Air pollution plays a part in causing asthma in children and adults, as well as being a trigger that can make people's asthma symptoms worse. Two thirds of people with asthma have told us that traffic fumes make it worse and one third say a reduction in air pollution would make the most difference to their lives.
Why does pollution increase your risk of asthma symptoms or an asthma attack?
High levels of pollution affect everyone because when you breathe in air you breathe in the harmful substances too. People with asthma are more sensitive to pollution and experience the effects more quickly and severely. Children with asthma are particularly vulnerable to these effects because they play outdoors, have faster breathing rates, and their lungs are still developing. It's possible that people who are highly sensitive to pollution may find their asthma symptoms get worse even on low air pollution days.
Research has shown that high levels of air pollution can:
- make people with asthma more sensitive to triggers (such as house dust mites, pollen, pets, moulds and fungus).
- eventually cause your lungs to work less well (reduced lung function) because the linings in the airways become inflamed, which could lead to breathing problems.

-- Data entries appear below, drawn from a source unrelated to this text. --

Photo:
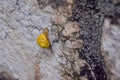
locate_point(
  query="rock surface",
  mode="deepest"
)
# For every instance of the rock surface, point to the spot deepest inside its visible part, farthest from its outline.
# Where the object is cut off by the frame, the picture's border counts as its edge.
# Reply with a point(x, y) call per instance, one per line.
point(21, 21)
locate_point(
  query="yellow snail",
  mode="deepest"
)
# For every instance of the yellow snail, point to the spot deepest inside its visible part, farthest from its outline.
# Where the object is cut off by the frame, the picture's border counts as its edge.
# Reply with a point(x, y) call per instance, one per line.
point(42, 39)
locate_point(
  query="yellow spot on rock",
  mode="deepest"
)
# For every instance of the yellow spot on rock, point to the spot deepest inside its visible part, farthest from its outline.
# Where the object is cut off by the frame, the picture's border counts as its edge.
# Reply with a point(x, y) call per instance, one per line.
point(42, 39)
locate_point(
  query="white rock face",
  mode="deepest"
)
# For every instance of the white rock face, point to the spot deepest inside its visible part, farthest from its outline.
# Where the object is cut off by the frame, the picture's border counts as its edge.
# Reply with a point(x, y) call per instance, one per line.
point(21, 21)
point(111, 48)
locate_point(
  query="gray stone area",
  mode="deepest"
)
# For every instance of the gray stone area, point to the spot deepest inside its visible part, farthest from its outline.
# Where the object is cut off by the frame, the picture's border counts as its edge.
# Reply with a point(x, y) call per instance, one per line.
point(21, 21)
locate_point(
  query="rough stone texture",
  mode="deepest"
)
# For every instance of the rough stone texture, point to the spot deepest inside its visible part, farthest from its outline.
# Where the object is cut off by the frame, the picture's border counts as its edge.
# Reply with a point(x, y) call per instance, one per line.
point(111, 49)
point(21, 21)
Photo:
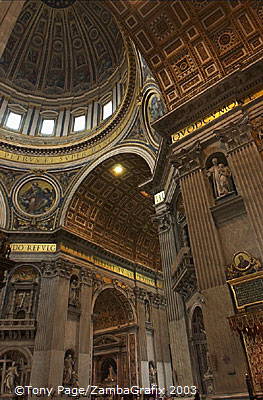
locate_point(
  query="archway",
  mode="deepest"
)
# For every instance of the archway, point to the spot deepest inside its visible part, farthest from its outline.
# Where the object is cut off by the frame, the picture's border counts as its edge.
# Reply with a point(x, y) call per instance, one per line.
point(110, 210)
point(114, 349)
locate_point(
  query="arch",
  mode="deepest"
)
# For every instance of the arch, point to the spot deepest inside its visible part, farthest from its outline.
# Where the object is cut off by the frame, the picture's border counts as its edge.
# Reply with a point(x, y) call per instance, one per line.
point(111, 211)
point(111, 308)
point(141, 151)
point(15, 367)
point(26, 353)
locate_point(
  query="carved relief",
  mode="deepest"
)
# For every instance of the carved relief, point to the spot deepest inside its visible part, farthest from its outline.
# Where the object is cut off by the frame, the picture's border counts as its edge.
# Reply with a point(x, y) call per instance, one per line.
point(22, 294)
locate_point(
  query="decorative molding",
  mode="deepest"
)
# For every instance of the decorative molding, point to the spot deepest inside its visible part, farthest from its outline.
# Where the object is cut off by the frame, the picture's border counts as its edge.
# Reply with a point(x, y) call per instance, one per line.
point(236, 134)
point(187, 159)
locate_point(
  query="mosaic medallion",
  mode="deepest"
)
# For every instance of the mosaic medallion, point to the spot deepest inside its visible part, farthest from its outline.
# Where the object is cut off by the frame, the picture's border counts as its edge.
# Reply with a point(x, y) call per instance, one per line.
point(36, 197)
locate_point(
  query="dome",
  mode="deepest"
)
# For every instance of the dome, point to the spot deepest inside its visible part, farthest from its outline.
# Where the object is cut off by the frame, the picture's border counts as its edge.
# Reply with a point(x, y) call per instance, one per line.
point(61, 49)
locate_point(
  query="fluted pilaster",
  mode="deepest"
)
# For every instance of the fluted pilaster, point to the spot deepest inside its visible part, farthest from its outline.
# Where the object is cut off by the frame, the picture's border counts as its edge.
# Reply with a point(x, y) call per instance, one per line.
point(205, 244)
point(182, 371)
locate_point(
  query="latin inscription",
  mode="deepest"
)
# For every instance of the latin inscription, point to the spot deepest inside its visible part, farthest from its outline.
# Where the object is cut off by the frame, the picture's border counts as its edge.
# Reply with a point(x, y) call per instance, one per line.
point(249, 292)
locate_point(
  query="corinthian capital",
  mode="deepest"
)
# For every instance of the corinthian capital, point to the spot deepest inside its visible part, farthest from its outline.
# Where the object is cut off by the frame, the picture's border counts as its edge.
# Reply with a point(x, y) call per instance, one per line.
point(164, 221)
point(56, 268)
point(187, 159)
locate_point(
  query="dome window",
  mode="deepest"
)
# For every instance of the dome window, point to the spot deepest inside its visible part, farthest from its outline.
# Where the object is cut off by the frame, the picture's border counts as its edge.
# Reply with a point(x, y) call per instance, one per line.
point(48, 126)
point(107, 110)
point(13, 121)
point(79, 123)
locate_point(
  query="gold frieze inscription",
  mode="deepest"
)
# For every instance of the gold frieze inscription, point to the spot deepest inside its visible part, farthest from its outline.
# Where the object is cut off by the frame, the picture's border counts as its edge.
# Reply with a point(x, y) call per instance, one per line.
point(33, 247)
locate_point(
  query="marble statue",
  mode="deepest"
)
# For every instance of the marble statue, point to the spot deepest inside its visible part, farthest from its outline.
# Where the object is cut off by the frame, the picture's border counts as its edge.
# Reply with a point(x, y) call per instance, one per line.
point(5, 248)
point(10, 377)
point(111, 375)
point(220, 175)
point(74, 292)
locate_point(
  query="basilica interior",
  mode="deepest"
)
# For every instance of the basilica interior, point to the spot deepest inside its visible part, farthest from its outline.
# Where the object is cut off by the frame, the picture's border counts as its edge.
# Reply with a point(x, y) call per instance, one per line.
point(131, 187)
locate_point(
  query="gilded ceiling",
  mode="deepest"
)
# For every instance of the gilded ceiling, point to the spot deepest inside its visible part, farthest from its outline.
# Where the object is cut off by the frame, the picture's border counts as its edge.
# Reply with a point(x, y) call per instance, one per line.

When's the trigger most likely to affect you?
The two main air pollutants are 'ozone' and 'particulates'.
Ozone gas levels are often higher in sunnier climates and on hot summer days, especially in the afternoons and early evenings. It's produced when sunlight combines and reacts with chemicals produced by car, bus and lorry engines (particularly diesel vehicles), factories, chemical power plants and smoke from the burning of coal and oil.
Particulates are particles from dust, soot, ash, diesel fumes, wood smoke and sulphate aerosols in the air. This type of pollution happens all year round, even in winter - but levels can be especially high on a still day with not much breeze because the pollution can build up.
Smog - You can't see most air pollution, but on hot days when air pollution levels are high and there isn't much wind, a combination of particulates and ground level ozone can build up and create smog - a yellowish or blackish fog that's visible.
Smoke in the air from any type of fire can be a trigger for asthma and make asthma symptoms worse. In summer this could be from barbecues, and in autumn and winter you may notice more symptoms from bonfires or chimney smoke.
How do you know if air pollution is your trigger?
- Noticing whether your's or your child's asthma symptoms get worse on days when the pollution forecast is high can help you work out if it's a trigger. DEFRA produces a UK-wide pollution forecast every day, and for the next 5 days, so you can check to see if your local area is likely to be affected in advance.
- If you're physically active, you might find that your asthma symptoms get worse when air pollution levels are high.
- If you notice your asthma symptoms getting worse up to a day after you have been outside in polluted air, or that you're more sensitive than usual to your other asthma triggers, this could also be a sign that air pollution is an asthma trigger for you.
What's the best way to reduce the risk of air pollution affecting you?
It's difficult to avoid air pollution, but there are a number of ways you can reduce the risk of it affecting you.
- Have regular asthma reviews, and ask for advice from your GP or asthma nurse about what you or your child need to do when pollution levels are high, if you notice this has been affecting you. This can be included as part of your or your child's written asthma action plan.
- Make sure you have your reliever inhaler with you at all times and take your preventer medication exactly as prescribed, even if you're feeling well. Your preventer inhaler can help build up resilience to triggers such as air pollution.
- Be prepared - Use the DEFRA pollution forecast to see whether you need to be alert to make some changes to your plans.
When pollution levels are high:
- carry your reliever inhaler with you
- limit the amount of time you spend outside
- when you're indoors, keep windows and doors closed
- plan any outdoor activities including exercise for earlier in the day when air quality tends to be better
- if possible, avoid areas where there's a lot of traffic, particularly in the afternoon, when air pollution levels are at their highest
Avoid smoky situations, or stand well back from the smoke where possible:
- If you're having a barbecue or you're out on bonfire night
- If you are being exposed to environmental smoke regularly (if your neighbour keeps lighting bonfires, for example), contact your local authority for advice.